REPUBLIKA.CO.ID, JAKARTA --- Komisi Pemberantasan Korupsi meningkatkan status penyelidikan untuk mengungkap korupsi penyaluran dana hibah dan Bantuan Sosial (Bansos) 2011-2012 Pemerintah Provinsi Banten. "Bansos Banten naik ke lidik (penyelidikan)," ujar Juru Bicara KPK Johan Budi, di Jakarta, Jumat (20/12).
Johan mengatakan pelimpahan laporan dana bansos Banten ini sudah ke tahap penyelidikan sejak sekitar pekan lalu. Namun untuk surat perintah penyelidikan (sprinlid) kasus ini masih belum diterbitkan.
Dugaan korupsi bansos Banten diduga berawal dari temuan Badan Pemeriksa Keuangan (BPK) Republik Indonesia. BPK mengungkapkan pengelolaan dana bantuan Bansos Provinsi Banten dinilai tidak wajar. Anggaran tersebut dicairkan pada 2010 hingga 2011.
Menurut laporan pemeriksaan BPK, Pemprov Banten pada 2010 mengalokasikan anggaran bansos Rp 51,5 miliar dan terealisasi Rp 51,4 miliar. Sementara pada 2011, anggaran bansos dialokasikan Rp 78,5 miliar dan terealisasi Rp 78,2 miliar.

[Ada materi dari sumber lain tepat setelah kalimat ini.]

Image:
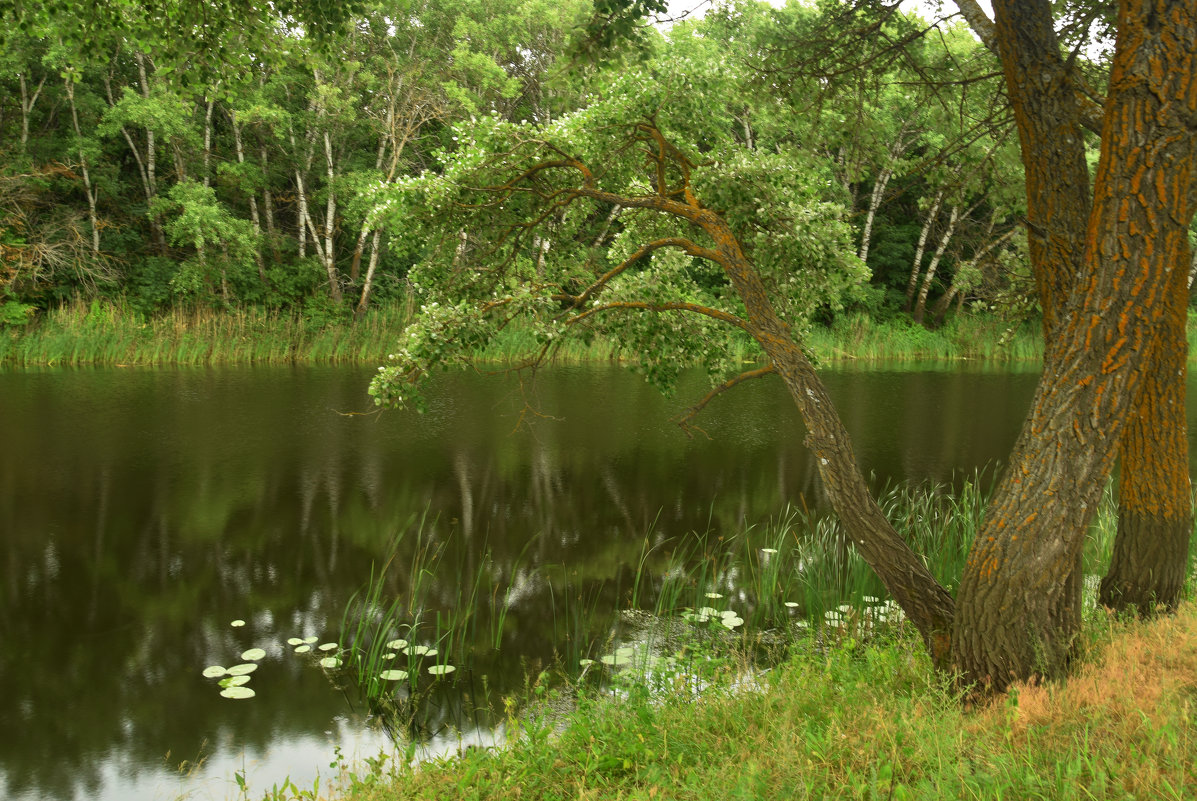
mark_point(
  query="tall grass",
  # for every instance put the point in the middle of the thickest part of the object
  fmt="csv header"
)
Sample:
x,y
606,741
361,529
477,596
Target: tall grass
x,y
103,332
899,339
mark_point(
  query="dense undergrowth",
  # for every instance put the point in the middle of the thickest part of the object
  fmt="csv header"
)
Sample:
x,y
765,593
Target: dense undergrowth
x,y
848,710
105,333
855,721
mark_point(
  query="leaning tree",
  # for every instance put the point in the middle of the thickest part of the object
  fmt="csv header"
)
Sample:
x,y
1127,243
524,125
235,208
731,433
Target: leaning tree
x,y
715,237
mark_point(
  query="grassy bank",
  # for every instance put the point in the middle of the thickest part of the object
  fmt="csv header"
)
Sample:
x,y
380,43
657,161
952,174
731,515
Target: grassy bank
x,y
860,722
104,333
851,711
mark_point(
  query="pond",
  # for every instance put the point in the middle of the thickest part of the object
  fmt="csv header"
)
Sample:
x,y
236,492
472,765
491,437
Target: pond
x,y
144,510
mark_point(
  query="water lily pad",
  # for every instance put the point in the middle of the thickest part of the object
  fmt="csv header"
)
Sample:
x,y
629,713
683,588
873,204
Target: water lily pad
x,y
242,669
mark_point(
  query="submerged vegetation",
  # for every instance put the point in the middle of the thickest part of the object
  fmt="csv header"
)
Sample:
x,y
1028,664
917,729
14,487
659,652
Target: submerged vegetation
x,y
771,641
107,333
828,695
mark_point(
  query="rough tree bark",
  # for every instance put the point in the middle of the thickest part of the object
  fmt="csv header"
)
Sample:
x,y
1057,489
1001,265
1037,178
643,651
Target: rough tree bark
x,y
1155,519
1013,600
1155,515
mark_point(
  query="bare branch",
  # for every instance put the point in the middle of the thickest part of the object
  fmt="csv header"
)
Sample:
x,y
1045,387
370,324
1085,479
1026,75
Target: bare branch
x,y
692,412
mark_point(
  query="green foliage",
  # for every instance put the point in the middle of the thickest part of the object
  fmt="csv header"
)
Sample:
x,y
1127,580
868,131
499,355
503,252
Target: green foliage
x,y
14,314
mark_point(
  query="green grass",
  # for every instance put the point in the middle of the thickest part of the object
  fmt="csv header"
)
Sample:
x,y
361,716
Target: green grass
x,y
102,332
838,710
857,721
858,338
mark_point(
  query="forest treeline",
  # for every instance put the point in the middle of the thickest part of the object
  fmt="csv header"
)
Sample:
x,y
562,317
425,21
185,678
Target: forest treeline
x,y
251,180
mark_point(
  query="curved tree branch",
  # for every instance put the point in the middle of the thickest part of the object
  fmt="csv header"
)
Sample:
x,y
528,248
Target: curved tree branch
x,y
692,412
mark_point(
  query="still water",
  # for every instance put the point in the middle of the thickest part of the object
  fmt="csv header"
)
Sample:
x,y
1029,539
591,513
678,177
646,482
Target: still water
x,y
143,510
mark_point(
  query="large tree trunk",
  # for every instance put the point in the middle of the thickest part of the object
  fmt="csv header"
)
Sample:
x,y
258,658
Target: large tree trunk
x,y
1154,497
92,218
1012,610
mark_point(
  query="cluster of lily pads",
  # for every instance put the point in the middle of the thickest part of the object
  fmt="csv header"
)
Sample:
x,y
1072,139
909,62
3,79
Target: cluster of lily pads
x,y
398,647
234,679
874,614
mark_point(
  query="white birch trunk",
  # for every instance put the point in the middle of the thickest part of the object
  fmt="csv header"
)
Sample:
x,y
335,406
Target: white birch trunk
x,y
917,264
83,168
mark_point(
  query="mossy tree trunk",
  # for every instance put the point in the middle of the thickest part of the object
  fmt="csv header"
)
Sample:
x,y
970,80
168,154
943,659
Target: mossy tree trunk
x,y
1015,594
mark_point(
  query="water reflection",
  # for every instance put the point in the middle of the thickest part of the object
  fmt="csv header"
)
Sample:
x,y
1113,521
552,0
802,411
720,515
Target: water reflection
x,y
144,510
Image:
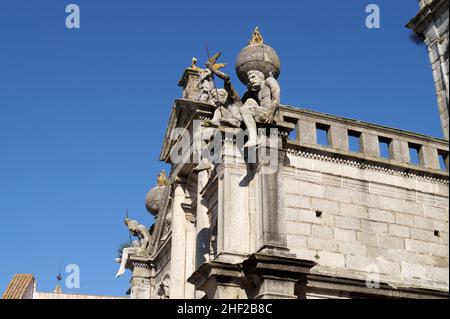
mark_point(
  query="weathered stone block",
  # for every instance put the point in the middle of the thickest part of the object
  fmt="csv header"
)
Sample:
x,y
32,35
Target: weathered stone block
x,y
391,203
368,239
329,259
424,223
399,230
417,246
404,219
312,190
294,228
320,244
347,223
351,210
374,227
389,242
353,248
439,249
369,144
297,201
338,194
365,199
424,235
437,213
413,271
344,234
360,263
381,215
307,132
320,231
429,157
324,205
400,151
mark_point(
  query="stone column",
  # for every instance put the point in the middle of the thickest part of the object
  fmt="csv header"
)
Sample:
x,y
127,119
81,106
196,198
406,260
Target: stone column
x,y
275,277
233,231
270,194
141,278
189,82
178,251
202,222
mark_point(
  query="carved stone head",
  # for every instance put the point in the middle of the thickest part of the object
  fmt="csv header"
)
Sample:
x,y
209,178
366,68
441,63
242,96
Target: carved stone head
x,y
132,225
256,80
219,96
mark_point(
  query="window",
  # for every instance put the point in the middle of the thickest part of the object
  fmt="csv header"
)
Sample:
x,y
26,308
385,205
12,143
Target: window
x,y
322,131
443,160
354,141
414,153
293,136
385,147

Lembaga antikorupsi Indonesia Corruption Watch (ICW) memaparkan dugaan bahwa terdapat sekitar Rp391 miliar dana bansos dan hibah yang dianggarkan dalam APBD tahun 2011 namun sekitar 30 persen tidak jelas arahnya. Berdasarkan data dari ICW juga, dari 151 lembaga penerima hibah tahun 2011, ditemukan lembaga dan forum fiktif penerima bansos dan hibah.
ICW menduga Ratu Atut juga terlibat dalam pengucuran dana bantuan sosial dan hibah. Berdasarkan pemantauannya, ICW menyatakan penyelewengan dana ini terjadi pada 2011 menjelang pemilihan kepala daerah Banten, yang mendudukkan kembali Ratu Atut sebagai Gubernur Banten periode kedua.
KPK resmi menahan Ratu Atut usai diperiksa sebagai tersangka kasus dugaan korupsi pengurusan sengketa pemilihan kepala daerah Lebak Banten di Mahkamah Konstitusi.